UN INSTITUTO CATÓLICO DE PARANÁ CONSIDERÓ “INMORAL” LA CONDUCTA DEL ALUMNO. TODA LA POLÉMICA Emanuel tiene 15 años y ahora debe cambiar de escuela. La contradicción de una sociedad que desde el Estado promueve campañas para que los chicos se cuiden del VIH, pero financia establecimientos donde se rechaza el uso del condón.
El profesor lo miró. El alumno cerró la mano y escondió la cajita. Pero el docente igual la descubrió en su bolsillo: tenía un preservativo.
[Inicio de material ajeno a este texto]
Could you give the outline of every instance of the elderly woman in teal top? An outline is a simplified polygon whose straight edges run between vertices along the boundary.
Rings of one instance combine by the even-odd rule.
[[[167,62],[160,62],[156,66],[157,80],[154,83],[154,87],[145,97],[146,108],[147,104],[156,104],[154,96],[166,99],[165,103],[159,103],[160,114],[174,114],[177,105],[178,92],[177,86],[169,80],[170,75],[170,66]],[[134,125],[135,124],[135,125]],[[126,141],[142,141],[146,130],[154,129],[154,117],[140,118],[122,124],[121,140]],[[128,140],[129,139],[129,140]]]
Ocurrió en el instituto escolar que funciona dentro del Seminario Arquidiocesano de Paraná, que expulsó al adolescente –de nombre Emanuel, 15 años, alumno del 9º año– por considerar que su conducta fue “inmoral”. Roxana Cogno, la madre del chico, dijo que las autoridades del colegio le dieron una semana para que lo “mude” de escuela. Los directores del instituto le advirtieron “que no cabía ninguna elasticidad en la medida”: las amonestaciones no eran suficientes por el desliz. El Arzobispado de Entre Ríos aseguró que “no lo echamos”, sólo que no cumplió con “el código de convivencia que rige en la escuela”.
El caso desató la polémica por las contradicciones que deja al descubierto. En la Argentina, donde el 76% de la población es católica, el 92% de las personas está de acuerdo con la educación sexual en las escuelas (según reveló una encuesta realizada durante 2008 por el CEIL-PIETTE –un departamento de investigación dentro del Conicet–. Una vez que se hubo conocido la noticia, la representante del INADI en Paraná, Cristina Ponce, aseguró que la situación es “muy contradictoria”, porque mientras “desde el Estado nacional y provincial se encaran campañas para preservar la salud sexual de los chicos y se los instruye para evitar embarazos no queridos o enfermedades como el sida, por otro lado aparecen este tipo de decisiones por parte de un establecimiento escolar”. Ponce prometió una investigación sobre el tema.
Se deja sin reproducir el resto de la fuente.